Overview:
This study has focused on religion in Southern Appalachia as one example -- a case study -- of regional religion in the United States. Looking at one instance of how geographical closeness, common history, and the presence of increasing cultural complexity create a distinctive and contractive response can give us some idea of how the process works in other areas, of how spatial boundaries emphasize religious difference. In the Appalachian case, Native Americans were supplanted by Euro-American settlers, mostly English, Scotch-Irish, and German. Living together in the mountains, they developed a distinctive "mountain character." Respect for nature was key, but mountaineers always saw beyond nature the controlling power of a supernatural world. Meanwhile, they emphasized ties of kinship and friendship they developed over the years.
With this background, organized and extraordinary religion was mostly Protestant and, in large measure, Calvinist. Fed by the revivals, a sectarian spirit grew among the mountaineers, yet there was much that the different sects held in common even as they disputed. The mountain creed taught predestination as well as the importance of the Bible and of strong feeling in religion. The mountain code stressed personal holiness and yet, influenced by ordinary religion in the mountains, could be permissive regarding human weaknesses. The mountain cultus expressed the centrality of preaching and the significance of ordinances such as baptism and foot washing.
Ordinary religion was pervasive in the hills, where many of the people were unchurched. The Bible was quoted and used for divination, healers were thought to possess metaphysical powers, planting took place according to the astrological signs, and natural coincidences were viewed as predictions of human destiny. Especially after the Civil War and through the early and middle years of the twentieth century, this pattern of ordinary and extraordinary crystallized into a religion of contraction, of turning inward in a response that emphasized separation.
The horizon of pluralism in a religiously expansionist United States signaled changes that many in the mountains hoped to avoid, and the overtures of liberal churches seemed to miss the mark for many. As changes began to come to Appalachia, however, its religion -- already a reflection of historic American Protestantism -- became more and more like the contemporary "one religion" of the nation.
This was in at least one way typical. For if there was a "one religion"
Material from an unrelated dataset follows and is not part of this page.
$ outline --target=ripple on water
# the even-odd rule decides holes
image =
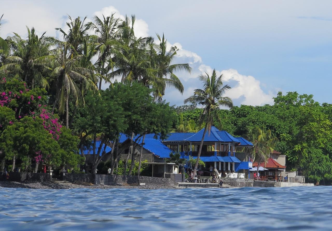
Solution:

in the United States, by the late twentieth century it existed not merely
in the hypothetical "mainstream" center. Its traces could also
be found in less obvious places. It mingled, moreover, with other patterns
of expansion and contraction within the culture. In the late twentieth century,
the mountain culture of contraction was paralleled by the contractive religion
of a strong conservative Protestantism outside the hills. Meanwhile, the
religion of expansion flourished and preached a dawning of the New Age.